By Wayne William Cipriano

Ever since Reneé graduated from Ava High School and went off to the U. we have travelled north frequently to visit her. Since she stayed in Columbia as her career developed going from the private to the public to the private and again to the public domain completing a full circle and retuning to work at the U. from which she graduated, we have witnessed the evolution of the roadways between Ava and Columbia.

It used to take five to six hours to drive up there, one small two-lane highway to the next, transiting several small towns and resort areas, dealing with the traffic therein and the farmers hauling hay in between.

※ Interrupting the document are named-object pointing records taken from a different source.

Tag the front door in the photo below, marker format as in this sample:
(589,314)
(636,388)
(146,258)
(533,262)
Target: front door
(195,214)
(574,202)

While it was physically possible to drive up to see Reneé and then return in the same day, it was so tiring that you really took a chance with your safety.

The drive now takes about three hours. The roads are new, wide and picturesque and a day trip up and back is far less daunting. There are several sections where the 70 mph signs seem to be a lower limit suggestion rather than an upper limit regulation – cars motoring quickly past a driver adhering to the posted speed. The excellent weather helped make the trip so fast and there was no traffic even on Route 5, always the slowest and most demanding part of the trip.

There is a down side to this: with limited access highways you do not see the attractions that so populated the roadsides beginning after World War II and lasting well into the completion of the Interstate Highway System.

You cannot pull over any longer and eat an ice cream cone while staring at the world’s biggest ball of string. You do not get to shudder as “the most poisonous rattlesnake ever captured” is held aloft by a 12-year-old girl “trained since birth to handle these ferocious reptiles.” You do not get to climb over the very first steam-powered automobile wondering what it sounded like while operating. You can no longer watch Chief Watona and his two princess daughters perform the Corn Dance (or maybe it was to encourage rain). And you do not see those signs telling all of us who travelled up and down the Eastern Seaboard that there were only 120 or 70 or 30 miles to “STUCKEY’S.”

Quick travel is a benefit that we all appreciate and most of us support the trade of attractions for rapid transit. It does seem however that as these travel improvements occur we are losing some small part of Americana. I do not recall very much at all of the trip we made to Columbia and back in one day last week, but after so many years I still remember STUCKEY’S, and that 12-year-old girl.